Validation: Lawyers as the Ground Truth
A gold dataset was constructed manually by the Krifa legal team — real questions members ask, paired with the correct legal answers and the exact source paragraphs. This was used to measure:
- Retrieval accuracy: Did the right paragraph(s) get returned?
- Answer faithfulness: Was the generated answer grounded in the retrieved text?
- End-to-end correctness: Did the final response match what a lawyer would say?

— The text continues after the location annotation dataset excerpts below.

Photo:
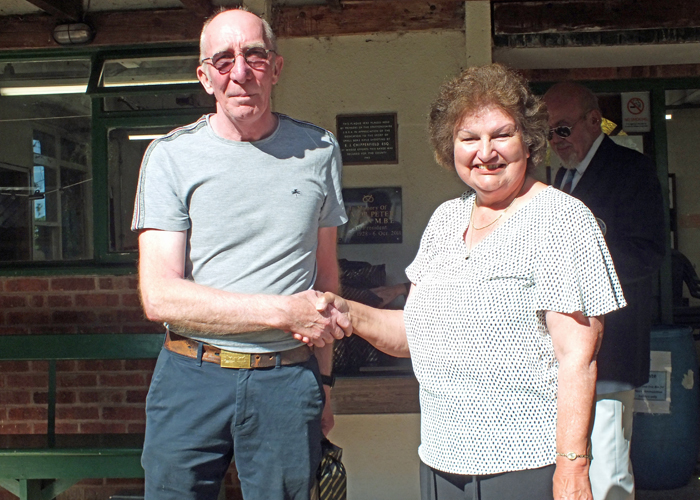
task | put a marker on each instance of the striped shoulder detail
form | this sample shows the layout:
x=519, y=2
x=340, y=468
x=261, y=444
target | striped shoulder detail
x=185, y=129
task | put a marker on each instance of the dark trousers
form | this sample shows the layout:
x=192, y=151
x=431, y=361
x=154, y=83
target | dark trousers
x=200, y=416
x=531, y=484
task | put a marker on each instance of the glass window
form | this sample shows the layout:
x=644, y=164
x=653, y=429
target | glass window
x=193, y=100
x=44, y=77
x=150, y=71
x=45, y=175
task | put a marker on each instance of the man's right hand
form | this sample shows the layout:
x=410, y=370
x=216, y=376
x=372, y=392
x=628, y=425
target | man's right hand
x=312, y=324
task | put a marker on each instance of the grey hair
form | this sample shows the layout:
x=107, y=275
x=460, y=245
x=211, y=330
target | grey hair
x=268, y=35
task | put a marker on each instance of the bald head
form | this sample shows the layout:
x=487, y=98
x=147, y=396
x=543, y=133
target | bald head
x=234, y=15
x=573, y=106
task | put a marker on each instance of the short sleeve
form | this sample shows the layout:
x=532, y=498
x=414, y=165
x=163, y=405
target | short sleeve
x=573, y=269
x=159, y=204
x=333, y=210
x=436, y=229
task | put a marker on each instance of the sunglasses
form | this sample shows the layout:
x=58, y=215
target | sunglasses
x=563, y=131
x=255, y=57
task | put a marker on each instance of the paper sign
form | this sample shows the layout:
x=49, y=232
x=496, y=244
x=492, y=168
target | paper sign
x=635, y=112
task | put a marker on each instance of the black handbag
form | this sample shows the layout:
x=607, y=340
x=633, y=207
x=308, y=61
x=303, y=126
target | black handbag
x=331, y=478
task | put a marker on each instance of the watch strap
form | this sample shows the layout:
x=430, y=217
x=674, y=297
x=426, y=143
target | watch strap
x=573, y=456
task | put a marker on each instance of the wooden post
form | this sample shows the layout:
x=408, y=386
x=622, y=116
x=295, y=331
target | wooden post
x=477, y=22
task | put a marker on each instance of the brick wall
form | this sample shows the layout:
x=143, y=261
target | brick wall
x=92, y=396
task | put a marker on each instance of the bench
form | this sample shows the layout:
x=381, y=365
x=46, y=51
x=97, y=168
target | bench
x=40, y=467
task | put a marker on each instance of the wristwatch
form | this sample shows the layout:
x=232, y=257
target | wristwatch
x=573, y=456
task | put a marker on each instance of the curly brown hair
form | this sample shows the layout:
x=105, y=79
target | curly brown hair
x=480, y=87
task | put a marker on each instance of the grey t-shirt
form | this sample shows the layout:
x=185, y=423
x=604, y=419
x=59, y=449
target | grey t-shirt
x=251, y=210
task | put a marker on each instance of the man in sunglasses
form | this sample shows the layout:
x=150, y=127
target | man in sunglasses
x=237, y=215
x=620, y=187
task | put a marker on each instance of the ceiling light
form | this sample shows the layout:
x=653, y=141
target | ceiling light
x=144, y=137
x=49, y=90
x=72, y=34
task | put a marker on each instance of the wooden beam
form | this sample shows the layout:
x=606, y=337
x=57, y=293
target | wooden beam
x=368, y=16
x=180, y=25
x=522, y=17
x=71, y=10
x=202, y=8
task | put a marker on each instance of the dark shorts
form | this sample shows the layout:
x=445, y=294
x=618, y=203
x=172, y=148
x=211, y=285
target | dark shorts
x=200, y=416
x=531, y=484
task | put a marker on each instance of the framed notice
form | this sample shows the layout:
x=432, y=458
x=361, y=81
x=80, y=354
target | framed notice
x=367, y=139
x=374, y=216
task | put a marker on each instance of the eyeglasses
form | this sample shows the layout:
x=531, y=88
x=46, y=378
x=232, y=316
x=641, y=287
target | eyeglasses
x=255, y=57
x=563, y=131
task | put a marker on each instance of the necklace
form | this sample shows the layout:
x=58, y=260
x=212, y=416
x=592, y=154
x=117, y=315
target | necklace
x=471, y=224
x=471, y=218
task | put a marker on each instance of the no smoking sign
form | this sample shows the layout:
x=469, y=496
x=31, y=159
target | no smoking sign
x=635, y=112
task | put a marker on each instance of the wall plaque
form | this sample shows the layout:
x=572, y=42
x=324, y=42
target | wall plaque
x=374, y=215
x=366, y=139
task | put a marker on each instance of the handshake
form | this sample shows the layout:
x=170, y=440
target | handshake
x=317, y=318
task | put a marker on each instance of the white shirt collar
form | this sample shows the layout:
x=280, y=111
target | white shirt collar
x=581, y=167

The lawyers reviewed the outputs and were both satisfied and surprised by the accuracy. Getting there required multiple rounds of iteration — adjusting chunk boundaries, tuning retrieval parameters, and refining prompts — but the gold dataset gave us an objective signal at every step.
The Widget
The final product was packaged as an embeddable "Krifa Chat" widget. Key design decisions:
- Source transparency: Every answer surfaces the specific paragraph numbers (e.g., §5-25, §23, §24 — Arbeidsmiljøloven) so members and lawyers can verify the reference
- Zero friction embedding: A single script tag drops the widget into any page
- Stateless sessions: Each conversation is independent, keeping data simple and compliant
- Bilingual support: The platform supports both Norwegian and English member interactions
What I Learned
This project pushed the limits of what RAG can do with structured legal corpora:
- Chunking is the most critical layer: Retrieval quality is largely determined before the LLM ever sees the text — poor chunking cannot be compensated for downstream
- Domain experts are essential: The gold dataset from lawyers was invaluable; without it, we would have been optimizing in the dark
- Benchmarking backends early pays off: Testing Azure AI Search, Chroma, and FAISS upfront saved us from a costly late-stage migration
- Legal text demands structured parsing: Generic document loaders are not sufficient for law — the document structure carries meaning that must be preserved
Results
- Lawyers validated the system and approved it for member use
- Retrieval accuracy on the gold dataset met the quality bar set by the legal team
- Deployed as a production widget on Krifa's e-learning platform
- Members can now get instant, sourced answers to Norwegian labor law questions 24/7
This project demonstrates that RAG systems for legal domains require domain-aware engineering at every layer — from document parsing and chunking to retrieval tuning and expert-driven validation. The combination of FAISS, structure-aware chunking, and a lawyer-constructed gold dataset made it possible to deliver a system that legal professionals trust.